| I can't get over it... Hi everybody, i'll do my best to explain you my situation. I met a girl last summer during my trip in florida. She had a boy friend in FL. I've passed 2 week with her, everyday... When I saw her for the first time, I felt so strange...it was love but a bunch of love.. I couldn't even think about another thing except her. I've never felt that way before and this is the same thing exactly 1 year later. I don't know if the "coup-de-foudre" exist... but It was that. At that time, I knew I was in deep shit (pardon me). She lives in florida, i live 30 hours from her in Canada. It was an impossible relation and I knew it. After these 2 weeks, she came to her natal city where i'm living. She stayed with us about 2 months. We passed so much great time each other.
The story begin here. We had sex many times, while she was dating another guy in florida. I couldn't let pass that chance so I did it... even if she was not alone.
I was truly in love, but she didn't felt comfortable in that situation and she leave me 1 times, after that, we came back together, It happened two time, me, and her, after that I told her it was impossible for the 3rd time, she didn't want to leave me...
At that time, the relation was a lot more simple, I offered a ring to her because I wanted a little part of me in her life even in Florida.
She came back to florida, we've talked on the phone every two weeks, after, every months... and now... every 3 months. I don't call her anymore because I feel so shitty every time I talk to her and my feelings hurt me a lot.
We still have a contact and she still think at me but I don't know if it's in a friendship way or a love way.
She leaves her boyfriend a couple of weeks later... she came back with her ex ex boyfriend after that...
They had a lot of bad discussion about me and her... and he said if she came back to quebec, he'll leave her... this was exactly 8 months after she came back to FL. She dumped him a couple of weeks after that. She was supposed to come back here this summer but his family have some money problem. It didn't happen.
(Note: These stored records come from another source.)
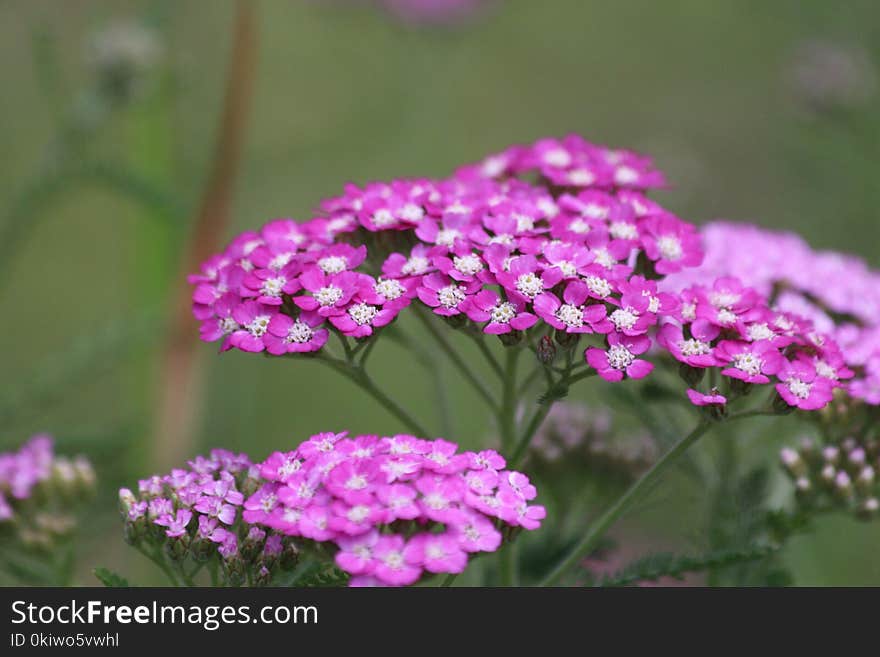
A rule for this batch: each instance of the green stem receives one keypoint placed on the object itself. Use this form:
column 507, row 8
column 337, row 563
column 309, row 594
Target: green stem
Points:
column 507, row 414
column 359, row 376
column 448, row 580
column 507, row 565
column 160, row 562
column 487, row 354
column 457, row 360
column 591, row 539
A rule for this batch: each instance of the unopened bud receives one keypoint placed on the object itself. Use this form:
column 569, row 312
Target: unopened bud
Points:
column 546, row 350
column 828, row 474
column 843, row 484
column 831, row 455
column 868, row 509
column 865, row 480
column 691, row 375
column 792, row 461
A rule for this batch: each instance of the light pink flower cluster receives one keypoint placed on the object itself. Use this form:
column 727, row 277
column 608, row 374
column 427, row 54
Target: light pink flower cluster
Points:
column 730, row 326
column 23, row 471
column 200, row 503
column 396, row 507
column 820, row 293
column 575, row 249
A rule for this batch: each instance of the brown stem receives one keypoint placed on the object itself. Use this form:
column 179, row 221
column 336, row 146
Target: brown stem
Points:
column 180, row 381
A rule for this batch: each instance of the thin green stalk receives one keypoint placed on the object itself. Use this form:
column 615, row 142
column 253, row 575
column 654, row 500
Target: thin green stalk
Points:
column 487, row 354
column 160, row 562
column 591, row 539
column 448, row 580
column 359, row 376
column 457, row 360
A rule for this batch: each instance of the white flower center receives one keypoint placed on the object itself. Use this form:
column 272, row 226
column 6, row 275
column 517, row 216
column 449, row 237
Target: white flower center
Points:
column 390, row 289
column 435, row 551
column 227, row 325
column 598, row 286
column 567, row 268
column 625, row 175
column 571, row 316
column 503, row 312
column 825, row 370
column 623, row 231
column 415, row 265
column 694, row 347
column 670, row 247
column 299, row 333
column 619, row 357
column 447, row 236
column 798, row 388
column 280, row 261
column 748, row 363
column 394, row 560
column 524, row 223
column 258, row 326
column 529, row 285
column 268, row 503
column 329, row 295
column 272, row 286
column 468, row 265
column 557, row 157
column 412, row 213
column 726, row 316
column 604, row 258
column 759, row 332
column 579, row 226
column 332, row 264
column 581, row 177
column 383, row 218
column 450, row 296
column 358, row 513
column 624, row 318
column 363, row 313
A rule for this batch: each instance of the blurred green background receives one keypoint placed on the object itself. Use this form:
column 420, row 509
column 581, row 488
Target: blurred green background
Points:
column 757, row 111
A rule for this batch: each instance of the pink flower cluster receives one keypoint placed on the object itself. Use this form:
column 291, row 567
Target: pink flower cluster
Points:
column 575, row 249
column 201, row 502
column 34, row 463
column 396, row 507
column 819, row 293
column 730, row 325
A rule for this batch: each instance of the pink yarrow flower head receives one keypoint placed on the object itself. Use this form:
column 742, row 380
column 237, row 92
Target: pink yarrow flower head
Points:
column 620, row 359
column 395, row 508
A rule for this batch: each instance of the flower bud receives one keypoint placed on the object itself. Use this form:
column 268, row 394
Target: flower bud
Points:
column 828, row 473
column 546, row 350
column 843, row 484
column 868, row 509
column 691, row 375
column 793, row 462
column 831, row 455
column 865, row 480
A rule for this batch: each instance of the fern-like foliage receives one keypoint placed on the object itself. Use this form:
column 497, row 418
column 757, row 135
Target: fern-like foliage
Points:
column 663, row 564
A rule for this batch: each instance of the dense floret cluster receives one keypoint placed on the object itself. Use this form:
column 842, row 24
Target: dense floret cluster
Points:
column 833, row 298
column 396, row 507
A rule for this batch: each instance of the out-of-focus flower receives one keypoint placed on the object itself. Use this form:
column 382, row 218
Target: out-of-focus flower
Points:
column 40, row 493
column 826, row 75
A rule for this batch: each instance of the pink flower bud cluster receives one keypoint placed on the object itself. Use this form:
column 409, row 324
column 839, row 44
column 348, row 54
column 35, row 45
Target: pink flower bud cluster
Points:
column 842, row 475
column 197, row 510
column 396, row 507
column 821, row 292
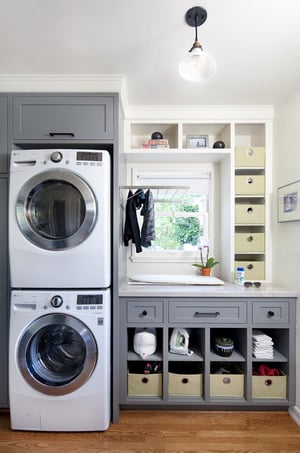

I don't know if i'm stupid but she probably still think about me and she probably talked about me a lot with him. Her boyfriend deleted my phone number on her cell phone too...
But the problem is, I can't find another girl like her, I think about her every day... I mean EVERY DAMN DAY... I'm ready to buy an airplane just to see her every week. What should I do ? I'm not that stupid, I'm realistic and I know we can't live together except If i'm moving there...
I've got an email from her today and she want to talk to me........ I don't know If I can do it... I mean, every time I call her, I came back to the same point, I still love her.
She told me last summer I was the type of guy she can pass his entire life. Is it normal to say that ?
What can I do... i'm lost... my heart is broken... , I don't plan my life without her....
Last edited by purelover : 19-08-07 at 07:37 AM.